IMA accepts technically sound and scientifically rigorous research in the interdisciplinary field of imaging, including relevant algorithmic research and hardware and software development, and their applications relevant to medical research. The journal provides a platform to publish original research in structural and functional imaging.
The journal is also open to imaging studies of the human body and on animals that describe novel diagnostic imaging and analyses methods. Technical, theoretical, and clinical research in both normal and clinical populations is encouraged. Submissions describing methods, software, databases, replication studies as well as negative results are also considered.

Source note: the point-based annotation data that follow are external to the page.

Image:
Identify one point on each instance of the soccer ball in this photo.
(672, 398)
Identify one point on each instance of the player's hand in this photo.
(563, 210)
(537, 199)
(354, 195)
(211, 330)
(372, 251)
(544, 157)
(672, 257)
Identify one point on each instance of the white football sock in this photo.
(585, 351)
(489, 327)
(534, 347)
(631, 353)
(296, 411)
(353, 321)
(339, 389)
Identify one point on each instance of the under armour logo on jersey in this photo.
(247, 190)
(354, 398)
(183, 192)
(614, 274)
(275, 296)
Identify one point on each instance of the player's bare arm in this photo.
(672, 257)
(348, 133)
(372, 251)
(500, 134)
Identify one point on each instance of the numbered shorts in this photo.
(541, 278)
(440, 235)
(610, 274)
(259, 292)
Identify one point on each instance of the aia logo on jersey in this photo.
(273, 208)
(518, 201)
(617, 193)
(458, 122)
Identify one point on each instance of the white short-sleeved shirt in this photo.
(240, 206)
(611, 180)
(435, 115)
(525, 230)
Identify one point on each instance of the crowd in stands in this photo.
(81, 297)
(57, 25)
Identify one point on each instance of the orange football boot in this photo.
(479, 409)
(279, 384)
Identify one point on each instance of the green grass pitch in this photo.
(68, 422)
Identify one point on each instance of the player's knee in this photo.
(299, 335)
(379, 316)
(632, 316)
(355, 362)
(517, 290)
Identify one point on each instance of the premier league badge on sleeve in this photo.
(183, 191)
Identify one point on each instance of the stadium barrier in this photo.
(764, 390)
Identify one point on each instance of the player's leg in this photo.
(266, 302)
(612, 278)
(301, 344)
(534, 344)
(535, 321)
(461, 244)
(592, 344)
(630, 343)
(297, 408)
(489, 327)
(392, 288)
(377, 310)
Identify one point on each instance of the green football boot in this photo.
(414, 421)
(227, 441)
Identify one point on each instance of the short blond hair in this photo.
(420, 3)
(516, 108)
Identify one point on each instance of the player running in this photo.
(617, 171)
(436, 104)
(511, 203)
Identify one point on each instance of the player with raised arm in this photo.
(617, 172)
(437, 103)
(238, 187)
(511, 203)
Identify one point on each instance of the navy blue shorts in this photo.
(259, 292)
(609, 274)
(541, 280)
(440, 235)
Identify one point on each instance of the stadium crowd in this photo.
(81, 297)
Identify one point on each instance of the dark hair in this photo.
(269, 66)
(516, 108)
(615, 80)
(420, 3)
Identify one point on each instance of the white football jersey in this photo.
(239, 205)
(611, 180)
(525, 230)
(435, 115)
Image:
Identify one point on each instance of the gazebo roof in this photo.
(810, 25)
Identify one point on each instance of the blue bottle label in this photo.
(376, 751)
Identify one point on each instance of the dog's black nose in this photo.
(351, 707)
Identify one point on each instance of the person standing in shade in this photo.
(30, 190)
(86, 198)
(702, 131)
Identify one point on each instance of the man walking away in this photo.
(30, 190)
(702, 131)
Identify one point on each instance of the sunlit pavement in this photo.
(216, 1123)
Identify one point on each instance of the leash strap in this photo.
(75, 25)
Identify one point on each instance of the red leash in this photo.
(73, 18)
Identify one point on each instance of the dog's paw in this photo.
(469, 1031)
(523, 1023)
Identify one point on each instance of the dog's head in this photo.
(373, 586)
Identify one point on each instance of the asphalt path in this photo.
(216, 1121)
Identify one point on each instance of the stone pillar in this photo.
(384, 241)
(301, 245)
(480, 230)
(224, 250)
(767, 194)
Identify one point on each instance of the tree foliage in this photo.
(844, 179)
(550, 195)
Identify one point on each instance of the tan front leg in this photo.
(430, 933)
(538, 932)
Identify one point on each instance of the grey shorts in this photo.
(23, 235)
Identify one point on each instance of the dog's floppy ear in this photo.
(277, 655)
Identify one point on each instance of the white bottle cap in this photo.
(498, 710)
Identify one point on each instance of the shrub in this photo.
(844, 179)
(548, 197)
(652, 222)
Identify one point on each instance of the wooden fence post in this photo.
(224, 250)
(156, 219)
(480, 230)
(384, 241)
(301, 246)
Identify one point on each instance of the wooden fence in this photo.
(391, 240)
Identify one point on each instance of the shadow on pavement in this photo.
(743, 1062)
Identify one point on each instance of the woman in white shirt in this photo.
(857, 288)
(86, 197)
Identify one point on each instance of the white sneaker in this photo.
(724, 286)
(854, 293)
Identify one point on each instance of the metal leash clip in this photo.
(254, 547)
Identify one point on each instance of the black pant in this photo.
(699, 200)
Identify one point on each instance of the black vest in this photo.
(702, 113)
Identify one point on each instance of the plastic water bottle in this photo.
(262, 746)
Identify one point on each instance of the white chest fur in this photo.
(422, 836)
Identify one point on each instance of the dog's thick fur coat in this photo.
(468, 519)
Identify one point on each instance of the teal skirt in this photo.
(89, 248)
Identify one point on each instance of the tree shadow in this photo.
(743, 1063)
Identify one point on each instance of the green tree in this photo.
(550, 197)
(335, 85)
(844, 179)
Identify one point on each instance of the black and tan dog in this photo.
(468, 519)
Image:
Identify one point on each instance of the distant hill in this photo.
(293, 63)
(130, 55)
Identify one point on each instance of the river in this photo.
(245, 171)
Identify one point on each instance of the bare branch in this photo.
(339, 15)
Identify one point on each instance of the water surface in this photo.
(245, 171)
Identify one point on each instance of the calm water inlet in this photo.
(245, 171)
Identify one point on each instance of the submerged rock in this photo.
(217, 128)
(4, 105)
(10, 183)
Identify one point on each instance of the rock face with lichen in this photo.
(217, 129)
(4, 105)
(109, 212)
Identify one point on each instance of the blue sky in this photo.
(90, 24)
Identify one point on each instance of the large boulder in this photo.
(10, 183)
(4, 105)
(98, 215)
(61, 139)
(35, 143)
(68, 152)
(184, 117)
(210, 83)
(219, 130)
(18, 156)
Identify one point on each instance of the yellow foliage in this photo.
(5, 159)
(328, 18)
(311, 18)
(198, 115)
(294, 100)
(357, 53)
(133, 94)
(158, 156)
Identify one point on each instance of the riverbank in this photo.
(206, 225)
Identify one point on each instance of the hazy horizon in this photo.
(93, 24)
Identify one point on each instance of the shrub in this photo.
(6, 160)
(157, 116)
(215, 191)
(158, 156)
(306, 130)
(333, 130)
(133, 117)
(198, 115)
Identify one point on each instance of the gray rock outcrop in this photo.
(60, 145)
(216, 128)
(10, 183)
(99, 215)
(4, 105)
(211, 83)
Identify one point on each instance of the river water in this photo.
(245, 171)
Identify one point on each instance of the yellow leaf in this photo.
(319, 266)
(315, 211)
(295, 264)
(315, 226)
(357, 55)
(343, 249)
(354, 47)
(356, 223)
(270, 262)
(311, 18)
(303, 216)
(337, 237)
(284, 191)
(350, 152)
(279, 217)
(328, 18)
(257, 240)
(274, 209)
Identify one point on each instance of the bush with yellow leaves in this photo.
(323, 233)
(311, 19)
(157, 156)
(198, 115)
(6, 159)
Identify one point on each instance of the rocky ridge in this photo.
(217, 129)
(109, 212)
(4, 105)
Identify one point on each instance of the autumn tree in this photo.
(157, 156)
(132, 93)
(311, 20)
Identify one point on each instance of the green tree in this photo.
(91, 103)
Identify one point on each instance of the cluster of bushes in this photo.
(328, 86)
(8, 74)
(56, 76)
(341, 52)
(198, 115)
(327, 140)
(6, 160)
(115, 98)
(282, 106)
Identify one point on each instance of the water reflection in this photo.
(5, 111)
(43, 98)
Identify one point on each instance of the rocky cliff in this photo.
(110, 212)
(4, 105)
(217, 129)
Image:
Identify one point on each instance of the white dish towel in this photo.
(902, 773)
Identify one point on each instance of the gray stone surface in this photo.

The scope of the journal includes, but is not limited to, the following in the context of biomedical research:
Imaging and neuro-imaging modalities: structural MRI, functional MRI, PET, SPECT, CT, ultrasound, EEG, MEG, NIRS etc.;
Neuromodulation and brain stimulation techniques such as TMS and tDCS;
Software and hardware for imaging, especially related to human and animal health;
Image segmentation in normal and clinical populations;
Pattern analysis and classification using machine learning techniques;
Computational modeling and analysis;
Brain connectivity and connectomics;
Systems-level characterization of brain function;
Neural networks and neurorobotics;
Computer vision, based on human/animal physiology;
Brain-computer interface (BCI) technology;
Big data, databasing and data mining.